July 25, 2002

A Tenured Professor, John Kenneth Galbraith

Possibly a roman à clef, but I haven't looked up who is our Princess. It's about an economics professor with a scheme (to calculate irrationality in the markets) that's good enough to make money by speculation instead of publication; he does make a pile, but the indignation of the irrational reels him back in after a while. (Lovely set piece of Senators huffing about how un-American it is to bet against the market.) Maybe Galbraith just wondered what would happen if a fairly normal person, someone with no urge for a Batcave or polar mansion or world domination, had such a power.
Posted by clew at 11:56 PM

Them, Jon Ronson

Most of the eerie groups described (to Ronson) as 'Them' actually exist, and are (when he visits) mostly laughable or pathetic, instead of immediately eerie.
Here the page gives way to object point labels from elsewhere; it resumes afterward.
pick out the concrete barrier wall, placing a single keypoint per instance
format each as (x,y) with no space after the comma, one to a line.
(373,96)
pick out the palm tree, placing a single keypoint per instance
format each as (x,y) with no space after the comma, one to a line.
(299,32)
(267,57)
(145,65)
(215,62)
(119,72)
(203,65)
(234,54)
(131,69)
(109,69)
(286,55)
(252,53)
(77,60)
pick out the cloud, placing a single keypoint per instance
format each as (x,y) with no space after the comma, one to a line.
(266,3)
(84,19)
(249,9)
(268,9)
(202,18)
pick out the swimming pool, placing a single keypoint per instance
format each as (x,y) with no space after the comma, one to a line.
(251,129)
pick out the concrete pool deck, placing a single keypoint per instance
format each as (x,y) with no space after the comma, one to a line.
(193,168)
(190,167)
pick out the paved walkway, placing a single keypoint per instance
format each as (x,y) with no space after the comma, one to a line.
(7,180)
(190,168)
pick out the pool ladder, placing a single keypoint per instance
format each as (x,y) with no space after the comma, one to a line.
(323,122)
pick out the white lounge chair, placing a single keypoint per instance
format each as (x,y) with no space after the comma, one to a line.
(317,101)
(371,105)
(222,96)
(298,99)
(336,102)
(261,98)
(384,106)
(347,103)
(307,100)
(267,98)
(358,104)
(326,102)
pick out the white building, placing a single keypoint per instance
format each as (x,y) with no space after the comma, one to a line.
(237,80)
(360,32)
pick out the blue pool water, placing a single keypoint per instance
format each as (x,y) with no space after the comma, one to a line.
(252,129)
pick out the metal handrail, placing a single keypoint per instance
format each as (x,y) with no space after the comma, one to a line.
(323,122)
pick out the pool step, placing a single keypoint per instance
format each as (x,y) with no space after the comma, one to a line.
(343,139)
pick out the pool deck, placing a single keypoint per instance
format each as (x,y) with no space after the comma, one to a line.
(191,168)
The Ruby Ridge family is especially sad. The Bohemian Grove is pretty funny, especially since Ronson sneaks in with paranoid right-wing Texans. The other side is that the groups are also dangerous or powerful, or linked to them, or innately opposed to any open society - the 'kinder, gentler' KKK (not kidding!) seems to be foundering on internal contradictions, a Rockefeller and Wolfensohn and Kissinger certainly could alter the fates of nations, meeting secretly. I finally felt depressed by the ubiquitous tendency to have groups of Us and Them and have secret meetings and defenses.
Posted by clew at 11:51 PM

The Walls Around Us, David Owen

The best part of this was at the very beginning, describing the looming, encroaching fear you develop after you've bought a house - especially an old house - when it becomes obvious that it is actively falling apart, rotting, decaying, and constant effort on your part could only make this pause, no matter how gloss the paint. You'd think any mind that lives in a mortal body would be used to this. Maybe it's displacement. The rest of it is like background articles from Fine Homebuilder with a bit more about Owen's house and a bit more background research. He did visit a plant that makes paint for nuclear power plants to find out why we don't all want to use it on our porches.